Thursday, 7 July 2022

Jerusalem 63 BC

Jerusalem is conquered by Pompey. Holland then introduces the idea of international law!  Who knew that in 63 BC there was anything but the rule of the law of might makes right? 

“How, after all, were two powers to agree to a treaty without invoking guards that both parties could acknowledge as valid witnesses to their covenant?”

His description of Pompey in Jerusalem is a fascinating contrast between Roman and Hebrew thought.

He then sketches history from Abram to David through the exile and the rebuilding of the temple connecting Jewish history with what he had discussed in the previous chapter. The story moves to Alexandria and the translation of Torah into the Septuagint. 

Here was the manifestation of a subtle yet momentous irony.
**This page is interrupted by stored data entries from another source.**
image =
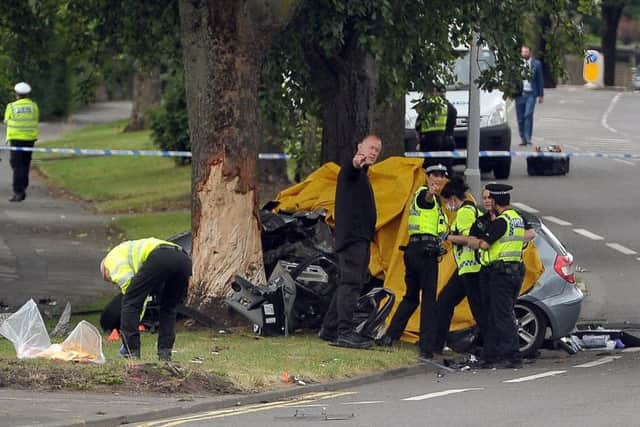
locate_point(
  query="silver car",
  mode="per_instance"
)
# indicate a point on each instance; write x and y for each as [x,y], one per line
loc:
[550,309]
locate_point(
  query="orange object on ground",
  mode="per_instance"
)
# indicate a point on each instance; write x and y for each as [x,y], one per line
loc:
[114,335]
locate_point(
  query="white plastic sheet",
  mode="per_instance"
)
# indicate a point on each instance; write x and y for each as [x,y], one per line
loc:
[26,330]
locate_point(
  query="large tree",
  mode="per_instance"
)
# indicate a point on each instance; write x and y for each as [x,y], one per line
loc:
[611,11]
[224,43]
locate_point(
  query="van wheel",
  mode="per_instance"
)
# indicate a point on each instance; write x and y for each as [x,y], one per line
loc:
[502,169]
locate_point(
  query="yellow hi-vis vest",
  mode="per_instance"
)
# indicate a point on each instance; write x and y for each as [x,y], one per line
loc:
[440,123]
[509,247]
[21,118]
[465,257]
[427,221]
[124,261]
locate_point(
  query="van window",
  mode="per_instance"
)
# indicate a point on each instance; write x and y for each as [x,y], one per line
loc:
[461,68]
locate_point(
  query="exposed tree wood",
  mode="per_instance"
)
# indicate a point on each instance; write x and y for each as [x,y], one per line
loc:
[146,94]
[224,42]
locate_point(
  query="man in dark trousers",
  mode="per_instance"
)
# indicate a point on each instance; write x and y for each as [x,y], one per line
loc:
[355,218]
[501,257]
[532,90]
[427,226]
[142,267]
[21,118]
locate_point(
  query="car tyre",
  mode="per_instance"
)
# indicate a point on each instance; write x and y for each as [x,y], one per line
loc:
[532,326]
[502,168]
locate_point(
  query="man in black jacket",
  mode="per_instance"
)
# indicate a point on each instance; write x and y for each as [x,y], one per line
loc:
[355,212]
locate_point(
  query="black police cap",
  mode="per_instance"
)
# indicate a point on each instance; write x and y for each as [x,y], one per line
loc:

A body of writings originally collated and adopted by scholars who took for granted the centrality of Jerusalem to the worship of their God was sleeping its editors’ purposes: the Biblia came to possess for the Jews of Alexandria a sanctity that rivalled that of the temple itself. (p. 57)

Holland then writes of the character of the Judaism into which Christ will be born.

Apollo might have favoured the Trojans, and Hera the Greeks, but no God had ever cared for a People with the jealous obsessiveness of the God of Israel. Wise, he was also willful; all powerful, he was also readily hurt; consistent, he was also alarmingly unpredictable.

I am finding it difficult to thread together a description of this book - I think I am probably too busy to do this at present. My focus is off.

I think I will leave this project incomplete. The book was a good read. It is as Dairmaid MacCulloch writes: history boldly and elegantly retold, with fascinating interconnections traced to create a narrative that cannot fail to stimulate, for it leads to a never-ending question. 

Hmm - on second reading, that is not quite a compliment, is it? Here I am unable to focus what this never-ending question is. Seems to me the questions are legion.